Por Martín Kohan.
Entonces la muerte es esto, es esto que en la foto se ve: este paso
de lo tenso a lo flojo, este paso de lo erguido a lo derramado, esta
forma de dejarse estar. No es el Día del Maestro todavía, pero lo será:
es el 11 de septiembre de 1888. Domingo Faustino Sarmiento se acaba de
morir en Asunción del Paraguay. Le sacan la foto en el mismo cuarto en
el que se produjo la muerte, porque es a la muerte a quien quieren
fotografiar, y no solamente a Sarmiento. De hecho la foto se toma como
quien dice a prudente distancia, y quien impone esa distancia no es
Sarmiento, es la muerte. Esa distancia revela a su vez el entorno, al abrir por necesidad el
encuadre. La muerte es puesta en contexto: las paredes algo cargadas de
cuadros, la mesa algo cargada de libros y papeles, la bacinilla de
porcelana al pie, una silla de reposo a la izquierda, otra menos
confortable pegada a la mesa. Sobre la mesa, entre otras cosas, un
candelabro con una vela sin luz y un reloj que sirve para desmentir las
ambiciones de lo eterno. Pero la verdad es que Sarmiento no se murió de este modo. Hay otra
foto que así lo demuestra: Sarmiento se murió en este cuarto, entre
estos cuadros, ante esa silla, pero en una cama de metal y sábanas
blancas. Murió en la cama, es decir en situación de descanso; lo que
implica que la segunda imagen, la del sillón, ha sido montada con
posterioridad. Fue una pura puesta en escena; Sarmiento posa hasta
estando muerto. Lo han vestido y lo han sentado en su sillón de lectura.

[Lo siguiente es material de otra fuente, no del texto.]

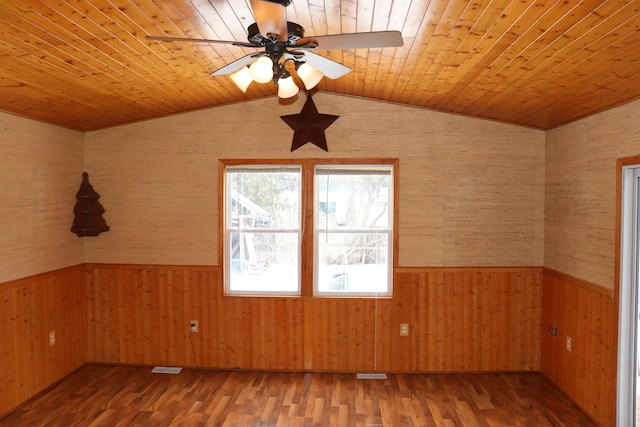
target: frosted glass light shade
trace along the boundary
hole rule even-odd
[[[253,77],[251,76],[251,72],[249,68],[242,67],[235,73],[231,74],[231,80],[240,88],[241,91],[246,92],[247,88],[253,81]]]
[[[298,93],[300,89],[294,83],[291,76],[278,80],[278,96],[280,98],[291,98]]]
[[[324,76],[322,71],[316,70],[306,62],[298,68],[297,72],[298,77],[300,77],[307,90],[313,89],[318,83],[320,83],[320,80],[322,80],[322,77]]]
[[[267,83],[273,78],[273,61],[262,56],[249,67],[251,77],[258,83]]]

Envolvieron sus piernas con una manta, como prefigurando una resolución
a lo Rodin. Apoyaron su brazo izquierdo sobre la mesilla. El otro lo
dejaron reposar.
A Sarmiento lo sacaron de la cama donde descansaba cuando se murió,
para ubicarlo, ya muerto, en su sillón de trabajo. Ese ajuste, esa
corrección, que va de una situación a la otra y también de una foto a la
otra, refrenda el mito del prócer incansable: se muere en actividad, no
en la inacción; la fatiga es su descanso y calma, como alguna vez, en
el futuro, se cantará.
Sarmiento se ladea, torcida la cabeza; acaso en el mismo ángulo de
inclinación que el cuadro de marco oscuro de la pared en que se ve,
precisamente, una cabeza. Si el sillón fuese un pupitre escolar, porque
algo de pupitre tiene, podría pensarse a Sarmiento como un alumno que se
ha dormido en clase. Pero no, nada de eso: el énfasis severo de su ceño
fruncido y de su emblemático labio inferior prominente nos hace saber
que no ceja, que fallece pero no desfallece, que es maestro más allá de
la muerte. El fotógrafo paraguayo que tomó estas dos imágenes se llamaba Manuel
San Martín: un poco de San Martín y otro poco de Manuel Belgrano. El
nombre del fotógrafo de la muerte de Sarmiento colma el cuarto de
Asunción de significantes de próceres argentinos. El barco que llevará
los restos de Sarmiento hasta Buenos Aires, bajando por el Paraná, se
llama General San Martín. El panteón se ordena así en un visible juego
de signos, porque, cuando en mayo de 1880, es decir ocho años antes, fue
el cuerpo de San Martín el que llegaba, repatriado, al puerto de Buenos
Aires, el discurso de recepción fue pronunciado por Domingo Sarmiento.